The Global Financial Literacy Excellence Center (GFLEC) conducted extensive research into the barriers that prevent schools from implementing financial education. This research consisted of focus groups and in-depth interviews with teachers, parents, students, and experts. It was further complemented by a thorough review of existing research on financial education.
Learn about are some best practices that emerged from this research:
Many teachers agreed that the advocacy of parents and guardians strongly influenced school administration. Advocacy can start with a few students and parents reaching out to a teacher. This teacher may in turn promote financial education to a school administrator, who may know how to take the conversation further. As awareness of the need for financial education grows, so does the potential for its implementation and expansion in schools.
Interviews revealed that financial education was not offered in many schools, or offered only as an elective. Some teachers of personal finance felt they couldn’t push to require their course for graduation, so they built strong marketing campaigns to highlight the value of taking such a course. These efforts, which often involved student testimonies, teachers were able to increase enrollment and have a greater impact.
Many respondents agreed that school administrators—even in the absence of state level policy requiring personal finance courses—have a lot of local influence to implement financial literacy programs and curriculum. It’s all a matter of building a case and showing the need in your school or district.
Many interviewees concurred that data is a great driver for convincing policy makers to support financial education. Results of pre- and post-tests are particularly effective at showing the direct impact of financial education on student learning. A strong case for financial education includes demonstrating a need in the local community and providing evidence that financial education in schools will fill that need.

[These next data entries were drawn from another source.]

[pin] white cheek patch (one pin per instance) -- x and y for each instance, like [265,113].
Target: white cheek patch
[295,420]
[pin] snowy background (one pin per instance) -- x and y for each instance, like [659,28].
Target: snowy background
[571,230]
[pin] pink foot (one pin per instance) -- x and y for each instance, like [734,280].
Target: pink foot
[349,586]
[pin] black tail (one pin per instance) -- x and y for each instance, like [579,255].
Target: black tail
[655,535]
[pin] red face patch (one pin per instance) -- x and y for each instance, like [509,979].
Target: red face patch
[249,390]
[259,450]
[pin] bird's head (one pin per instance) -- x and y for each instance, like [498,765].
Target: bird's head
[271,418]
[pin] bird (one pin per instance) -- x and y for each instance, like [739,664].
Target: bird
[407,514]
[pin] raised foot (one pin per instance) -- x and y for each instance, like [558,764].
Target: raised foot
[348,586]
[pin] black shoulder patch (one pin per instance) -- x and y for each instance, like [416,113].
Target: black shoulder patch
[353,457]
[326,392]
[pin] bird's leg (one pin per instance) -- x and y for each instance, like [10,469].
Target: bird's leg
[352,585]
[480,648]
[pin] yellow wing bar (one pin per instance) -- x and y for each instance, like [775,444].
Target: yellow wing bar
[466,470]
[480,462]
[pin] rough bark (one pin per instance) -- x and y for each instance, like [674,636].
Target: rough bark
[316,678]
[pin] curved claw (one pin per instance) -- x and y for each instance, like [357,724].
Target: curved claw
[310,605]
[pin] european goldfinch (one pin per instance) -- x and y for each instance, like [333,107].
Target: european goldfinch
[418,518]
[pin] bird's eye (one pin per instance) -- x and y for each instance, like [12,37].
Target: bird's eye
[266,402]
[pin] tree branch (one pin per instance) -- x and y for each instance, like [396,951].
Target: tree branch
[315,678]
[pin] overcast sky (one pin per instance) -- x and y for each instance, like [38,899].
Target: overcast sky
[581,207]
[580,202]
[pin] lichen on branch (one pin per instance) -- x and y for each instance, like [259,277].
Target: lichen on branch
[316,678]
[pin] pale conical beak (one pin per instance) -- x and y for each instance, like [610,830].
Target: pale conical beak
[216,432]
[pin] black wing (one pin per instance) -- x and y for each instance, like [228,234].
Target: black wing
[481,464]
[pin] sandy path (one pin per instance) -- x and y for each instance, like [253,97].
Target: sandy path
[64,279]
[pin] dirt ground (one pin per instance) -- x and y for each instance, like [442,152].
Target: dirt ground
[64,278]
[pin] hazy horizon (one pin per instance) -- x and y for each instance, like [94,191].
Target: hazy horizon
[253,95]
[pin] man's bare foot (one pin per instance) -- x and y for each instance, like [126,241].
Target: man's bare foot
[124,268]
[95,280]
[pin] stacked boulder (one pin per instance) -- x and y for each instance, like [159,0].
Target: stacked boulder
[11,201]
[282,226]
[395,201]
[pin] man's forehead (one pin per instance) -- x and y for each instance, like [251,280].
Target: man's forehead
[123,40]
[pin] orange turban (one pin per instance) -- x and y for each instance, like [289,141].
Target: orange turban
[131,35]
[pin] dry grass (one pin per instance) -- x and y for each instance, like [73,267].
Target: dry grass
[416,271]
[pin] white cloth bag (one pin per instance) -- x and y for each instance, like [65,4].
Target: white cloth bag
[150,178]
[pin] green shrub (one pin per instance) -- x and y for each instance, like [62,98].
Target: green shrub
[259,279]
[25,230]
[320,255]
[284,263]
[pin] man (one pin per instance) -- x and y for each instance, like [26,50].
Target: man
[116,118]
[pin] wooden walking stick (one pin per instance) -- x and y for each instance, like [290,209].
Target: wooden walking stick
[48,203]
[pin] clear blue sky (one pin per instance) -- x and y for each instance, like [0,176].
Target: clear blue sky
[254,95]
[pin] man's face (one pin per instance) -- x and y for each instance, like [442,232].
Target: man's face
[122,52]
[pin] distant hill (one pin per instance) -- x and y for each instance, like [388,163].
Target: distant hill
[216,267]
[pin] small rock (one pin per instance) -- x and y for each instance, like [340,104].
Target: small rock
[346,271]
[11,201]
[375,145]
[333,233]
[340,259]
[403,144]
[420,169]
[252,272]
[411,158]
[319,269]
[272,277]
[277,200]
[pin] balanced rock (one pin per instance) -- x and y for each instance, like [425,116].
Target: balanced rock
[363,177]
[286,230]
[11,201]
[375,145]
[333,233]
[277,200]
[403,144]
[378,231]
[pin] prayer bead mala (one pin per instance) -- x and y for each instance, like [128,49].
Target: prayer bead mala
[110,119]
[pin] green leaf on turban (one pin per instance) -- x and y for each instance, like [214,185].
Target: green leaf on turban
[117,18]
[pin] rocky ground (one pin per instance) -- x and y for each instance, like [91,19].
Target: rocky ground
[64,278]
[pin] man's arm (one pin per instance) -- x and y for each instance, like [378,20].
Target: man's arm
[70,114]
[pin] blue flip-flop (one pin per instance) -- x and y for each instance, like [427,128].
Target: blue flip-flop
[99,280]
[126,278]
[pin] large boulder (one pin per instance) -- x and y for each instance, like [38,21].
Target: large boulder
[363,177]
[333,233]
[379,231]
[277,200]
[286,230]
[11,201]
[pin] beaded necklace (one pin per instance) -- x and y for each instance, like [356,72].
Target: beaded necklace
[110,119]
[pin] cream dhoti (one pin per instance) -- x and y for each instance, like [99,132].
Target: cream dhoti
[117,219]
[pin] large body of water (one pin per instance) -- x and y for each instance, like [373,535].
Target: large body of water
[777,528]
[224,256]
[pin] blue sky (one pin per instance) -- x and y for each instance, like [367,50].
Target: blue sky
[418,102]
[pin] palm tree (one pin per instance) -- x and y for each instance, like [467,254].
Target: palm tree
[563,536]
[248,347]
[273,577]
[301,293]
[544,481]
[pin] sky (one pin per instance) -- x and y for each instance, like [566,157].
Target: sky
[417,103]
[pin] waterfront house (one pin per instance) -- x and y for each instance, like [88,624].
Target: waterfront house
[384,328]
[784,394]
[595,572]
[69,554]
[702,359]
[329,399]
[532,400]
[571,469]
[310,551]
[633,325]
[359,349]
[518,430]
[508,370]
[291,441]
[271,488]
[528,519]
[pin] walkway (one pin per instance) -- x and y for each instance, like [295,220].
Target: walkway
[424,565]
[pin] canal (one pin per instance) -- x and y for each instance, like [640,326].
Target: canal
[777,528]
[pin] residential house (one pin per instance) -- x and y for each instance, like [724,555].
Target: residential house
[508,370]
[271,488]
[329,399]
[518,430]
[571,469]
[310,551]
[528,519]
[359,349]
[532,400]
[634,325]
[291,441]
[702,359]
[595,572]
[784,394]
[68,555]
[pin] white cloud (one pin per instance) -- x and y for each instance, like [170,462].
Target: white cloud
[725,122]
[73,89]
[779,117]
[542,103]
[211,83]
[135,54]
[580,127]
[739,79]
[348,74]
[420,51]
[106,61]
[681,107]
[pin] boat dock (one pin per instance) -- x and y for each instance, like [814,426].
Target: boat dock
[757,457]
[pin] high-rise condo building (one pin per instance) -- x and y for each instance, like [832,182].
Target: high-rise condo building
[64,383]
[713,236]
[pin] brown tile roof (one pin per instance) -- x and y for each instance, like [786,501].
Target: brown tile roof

Interviewees shared their preference for an all-encompassing strategy over ad hoc implementation of a financial education program. Teachers felt that in addition to good curriculum and instruction, an effective strategy must incorporate teacher training, sustainable funding, and evaluations. Teachers mentioned that they can incorporate topics into existing curriculum, but they need a plan in order to make a program scalable.
One teacher took advantage of curriculum revisions to bring up the need for financial education in her school. She shared information about the status of financial literacy and financial education in her state with the administration:, expressions of student interest in a course, possible instructional implementation strategies, and wide-ranging research on the issue of financial capability in young adults. The teacher recommended the establishment of a personal finance graduation requirement, and the administration made her aware of resource limitations. They decided to add an elective course to the curriculum, monitor its progress, and revisit the issue of adding a graduation requirement in the future.
The individuals we interviewed wanted to know how other districts or states implemented financial education to understand how they could promote it in their school, district, or state. Teachers shared their experiences attending financial education seminars and conferences. Students shared their experiences learning from older siblings or other classmates who took a personal finance course. People reported becoming better advocates by learning how other community members or policy makers implemented financial education.
Most of the individuals we interviewed agreed that financial education should be a high school graduation requirement. While a program can be effective without a requirement, many participants said that a district or state requirement sets a quality standard, makes for consistent implementation, adds a sustainability element, and ensures that all students have the opportunity to learn the subject. Therefore, advocating for a financial education requirement is key to accelerating financial literacy efforts.